LCROSS (2009): Water on the Moon
Then, on October 9, 2009, the 16km deep lunar crater Cabeus became the site of a double crash.
NASA’s Lunar Crater Observation and Sensing Satellite, or LCROSS, came to the moon looking for water, but it did not come in peace. LCROSS carried a Centaur upper stage rocket, and after several orbits around the Earth, it launched the Centaur into the moon.
The impact, deep in the shadows of Cabeus Crater, kicked up a plume of debris well above the ten-mile-high walls of the crater. Most of the material in the plume had rested in the cold shadow of the crater’s walls for several billion years. According to spectrographs from the LCROSS spacecraft, observing the impact from orbit, Cabeus crater contained water ice, as well as volatile chemicals that scientists count among the building blocks of life: ammonia, carbon dioxide, carbon monoxide, hydrogen, methane, and sodium. The crater also held mercury and silver. Scientists say those materials were probably deposited by an ancient comet impact, possibly even the impact that formed the crater.
Before the dust settled, LCROSS plunged down into the plume, analysing its contents and sending data back to Earth until it joined its Centaur rocket stage at the bottom of the crater.
Messenger (2015): Space Weathering
After last week’s crash, Messenger’s remains will sit in Mercury’s newest crater, slowly decaying under the constant onslaught of cosmic rays, solar wind and tiny meteorites. For scientists, this is good news. They will learn even more about a process called space weathering.
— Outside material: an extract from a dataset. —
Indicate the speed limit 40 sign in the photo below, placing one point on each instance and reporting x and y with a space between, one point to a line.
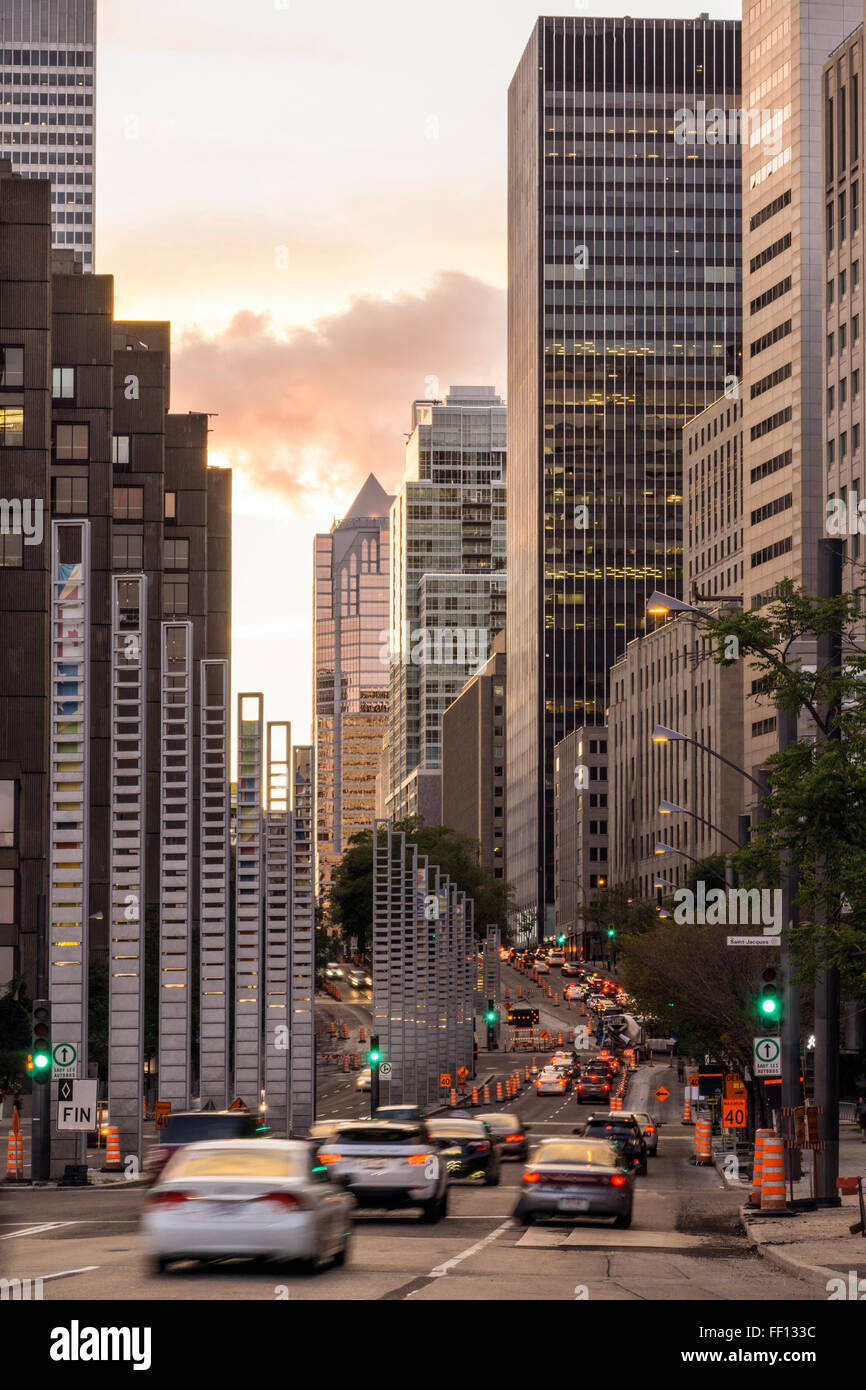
733 1114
We already know that space weathering happens faster on Mercury, with its thin atmosphere and proximity to the sun’s powerful radiation, but they still don’t know exactly how fast it happens. In 2017, the European Space Agency plans to launch a new mission to Mercury, called Bepi Columbo, and when it arrives at the innermost planet in 2024, it will look for Messenger. Images of a relatively fresh crater, with a known impact date, will help scientists better understand how weathering works in space.